Last spring, the Congress passed legislation calling for a Risk-based Security Initiative. This requires TSA to focus their energies on those more likely to commit a crime and less on those who can be trusted more. This applies to many frequent flyers of high status with the assumtion that they travel a lot and are less likely to be a terrorist. For those of us in uniform, it also means that we can be trusted regardless of status since we are sworn to defend our country and do so every day. This means we are allowed to go through a screening similar to what we experienced before 9/11. Keep your belt, shoes, and jacket on and your laptop inside its case. Pass through a regular metal detector and you are on your way.
This program has only been rolled out at Monterey, Reagan (Term. B Gates 10-22), and Sea-Tac (Checkpoint 5 North) Airports with more to follow. I finally got to try it and it was sweet. TSA knows people are not sure of the rules so they actually have an agent escort you through the process. First, I showed my CAC card (if you don’t have one you are SOL) to the TSA agent who took it and scanned the bar code. It seemed to be taking a while and another agent (my escort) asked if my CAC was new. I replied that I just got a new one last month and he said that it takes longer for the database to verify if it is new. I eventually got the green light after about 90 seconds and the agent walked me to the special line while explaining all of the new procedures. Even with his explantion, I found my self going through my usual paces like starting to take out my computer and take off my shoes. The agent was great about gently reminding me that I didn’t have to do those things. I was through security in about five minutes.

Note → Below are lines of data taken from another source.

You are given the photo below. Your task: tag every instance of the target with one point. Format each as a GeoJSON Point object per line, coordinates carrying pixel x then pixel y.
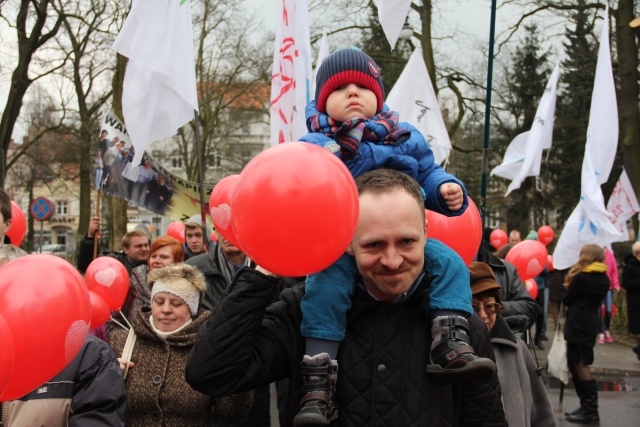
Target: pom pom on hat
{"type": "Point", "coordinates": [345, 66]}
{"type": "Point", "coordinates": [482, 278]}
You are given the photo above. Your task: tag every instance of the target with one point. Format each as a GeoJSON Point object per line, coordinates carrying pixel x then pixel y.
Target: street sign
{"type": "Point", "coordinates": [41, 209]}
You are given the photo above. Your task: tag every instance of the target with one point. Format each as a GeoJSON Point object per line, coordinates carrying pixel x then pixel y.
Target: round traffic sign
{"type": "Point", "coordinates": [41, 209]}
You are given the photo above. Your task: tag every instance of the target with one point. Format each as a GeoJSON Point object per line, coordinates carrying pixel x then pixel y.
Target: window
{"type": "Point", "coordinates": [62, 208]}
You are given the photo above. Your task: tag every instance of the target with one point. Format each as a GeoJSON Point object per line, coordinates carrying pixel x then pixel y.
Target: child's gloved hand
{"type": "Point", "coordinates": [453, 195]}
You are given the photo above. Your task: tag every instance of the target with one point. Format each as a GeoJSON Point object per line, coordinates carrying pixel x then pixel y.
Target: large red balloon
{"type": "Point", "coordinates": [295, 209]}
{"type": "Point", "coordinates": [7, 354]}
{"type": "Point", "coordinates": [532, 288]}
{"type": "Point", "coordinates": [546, 235]}
{"type": "Point", "coordinates": [220, 207]}
{"type": "Point", "coordinates": [100, 312]}
{"type": "Point", "coordinates": [498, 238]}
{"type": "Point", "coordinates": [46, 306]}
{"type": "Point", "coordinates": [461, 233]}
{"type": "Point", "coordinates": [108, 278]}
{"type": "Point", "coordinates": [529, 258]}
{"type": "Point", "coordinates": [176, 230]}
{"type": "Point", "coordinates": [18, 225]}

This new procedure applies to military members with CAC cards and their family members. The CAC card is the way that they verify that you are a “member in good standing” as the law requires. If you are in the IRR, DOD related agency or otherwise do not have one, you are not eligible. Niether are retirees or DOD civilians even if they do have a CAC card. TSA says they will work to expand eligibility as well as the number of airports that use this new program. Note that this is different from the Pre-Check that many frequent flyers use and you cannot use those programs (yet) at different airport. I expect that it will not be long before the military program is expanded to the same 22 airports have the civilian TSA Pre-Check such as ORD and PDX.